Single traces of different methods at ax = 1500 m, y = 1680 m, bx = 1680 m, y = 1680 m cx = 1680 m, y = 1500 m, and dx = 1680 m, y = 2250 m

Table 4 The relative amplitude errors between different methods and the reference method

4 Discussions

FD methods have always been used to solve partial differential equations (acoustic wave and elastic wave equations) on seismic exploration (Keiiti and Larner 1970; Kindelan et al. 1990), but it suffers the dispersion errors because of the inherent characteristics of its algorithm. In this paper, we adopt the second-order elastic wave equation in terms of pressure only, avoiding the first-order derivative variables and thus reducing memory requirements. To improve simulation accuracy, we obtain the optimized FD coefficients by minimizing the relative phase velocity error.

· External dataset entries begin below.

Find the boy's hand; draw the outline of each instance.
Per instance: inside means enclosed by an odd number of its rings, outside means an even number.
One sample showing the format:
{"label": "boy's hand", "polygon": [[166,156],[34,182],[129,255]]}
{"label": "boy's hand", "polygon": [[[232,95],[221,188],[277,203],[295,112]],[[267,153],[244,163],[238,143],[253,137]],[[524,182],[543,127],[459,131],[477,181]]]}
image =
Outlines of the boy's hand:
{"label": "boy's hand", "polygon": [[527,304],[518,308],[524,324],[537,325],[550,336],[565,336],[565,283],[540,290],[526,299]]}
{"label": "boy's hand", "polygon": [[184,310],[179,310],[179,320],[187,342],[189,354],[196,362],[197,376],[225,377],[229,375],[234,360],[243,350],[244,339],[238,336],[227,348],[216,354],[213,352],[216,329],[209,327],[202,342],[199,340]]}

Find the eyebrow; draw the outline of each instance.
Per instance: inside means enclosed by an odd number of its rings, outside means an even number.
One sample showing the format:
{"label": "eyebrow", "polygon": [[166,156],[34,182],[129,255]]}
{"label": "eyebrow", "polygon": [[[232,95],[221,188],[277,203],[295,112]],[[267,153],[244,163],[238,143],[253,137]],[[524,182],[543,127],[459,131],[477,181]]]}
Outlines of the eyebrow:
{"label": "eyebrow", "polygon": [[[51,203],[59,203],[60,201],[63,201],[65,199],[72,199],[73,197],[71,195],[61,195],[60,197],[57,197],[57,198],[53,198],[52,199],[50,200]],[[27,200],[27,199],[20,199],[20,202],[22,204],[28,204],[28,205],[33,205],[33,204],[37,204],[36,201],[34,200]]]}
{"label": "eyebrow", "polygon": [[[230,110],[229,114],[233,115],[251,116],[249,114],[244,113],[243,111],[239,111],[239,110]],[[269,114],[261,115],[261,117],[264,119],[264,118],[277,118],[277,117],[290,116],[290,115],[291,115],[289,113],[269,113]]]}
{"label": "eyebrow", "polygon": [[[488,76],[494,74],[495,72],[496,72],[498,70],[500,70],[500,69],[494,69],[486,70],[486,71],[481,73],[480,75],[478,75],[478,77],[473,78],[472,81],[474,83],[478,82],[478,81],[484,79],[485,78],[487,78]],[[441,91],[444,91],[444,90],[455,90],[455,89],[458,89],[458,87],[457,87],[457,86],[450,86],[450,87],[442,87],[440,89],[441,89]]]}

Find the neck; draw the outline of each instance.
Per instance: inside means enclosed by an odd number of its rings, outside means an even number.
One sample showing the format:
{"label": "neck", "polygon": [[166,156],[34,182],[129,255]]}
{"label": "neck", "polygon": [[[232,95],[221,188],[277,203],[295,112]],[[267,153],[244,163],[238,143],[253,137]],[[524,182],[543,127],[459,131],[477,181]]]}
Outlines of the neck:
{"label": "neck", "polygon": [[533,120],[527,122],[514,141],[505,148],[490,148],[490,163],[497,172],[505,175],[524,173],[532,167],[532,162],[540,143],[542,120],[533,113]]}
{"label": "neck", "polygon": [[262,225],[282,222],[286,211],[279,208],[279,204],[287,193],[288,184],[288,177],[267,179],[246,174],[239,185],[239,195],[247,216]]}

There are two different points from other optimized methods. On the one hand, we get new plane wave solutions of the 3D elastic wave equation, as shown in Eq. 10. On the other hand, we consider the coupling between P-wave and S-wave when computing the second-order spatial derivatives, and then adopt three sets of coefficients with respect to the three sets of wave terms shown in Eq. 2. Intending to eliminate the instability caused by too narrow wavenumber range, we modify the optimized wavenumber range, which makes the algorithm more robust. In addition, we also derive the stability condition of the presented method, concluding that the OESG method has almost the same stability as the traditional ESG method.

Naturally, there are some drawbacks to the new method, such as the complexity of formula derivations. In this aspect, subsequent researchers can choose other iterative methods or objective functions to simplify the formula according to the requirements. Besides, the computational efficiency of the algorithm has not been improved, which limits its promotion and application in seismic imaging and inversion. For this problem, we plan to take the work of imaging and inversion to further work by GPU’s method.

5 Conclusions

The OESG method for the 3D elastic wave equation is developed to simultaneously suppress temporal and spatial dispersion. Different from the traditional FD methods, the OESG method possesses the new plane wave solution that is more appropriate to construct the time–space dispersion relationships. As a result, we obtain FD coefficients using the Newton iteration method based on new time–space dispersion equations. In addition, we also modify the wavenumber range and objective function, obtaining more satisfactory results. With a local constant velocity assumption, we simulate the propagation of elastic waves in the 3D homogeneous and heterogeneous media using the OESG method.

The presented method’s advantages mainly include three aspects. Firstly, the presented method has a lower spatial dispersion error than the traditional ESG method. Numerical examples show that the OESG method with M = 3 can achieve the simulation accuracy of the traditional ESG method with M = 5, which is conducive to save the amount of computation. Secondly, compared with the LS method, the presented method performs well in suppressing temporal dispersion, while it is slightly weaker than the LS method in suppressing spatial dispersion. However, the presented method has smaller relative amplitude errors than the LS method in 3D salt-dome model, shown in Table 4, indicating that the OESG method is superior to the LS method in complex media. Thirdly, FD coefficients of the presented method are calculated from medium velocities, meaning that it is more accurate to heterogeneous media than the LS and traditional ESG methods whose FD coefficients are the constant. Numerical examples prove that the presented method is superior to the LS and traditional ESG methods.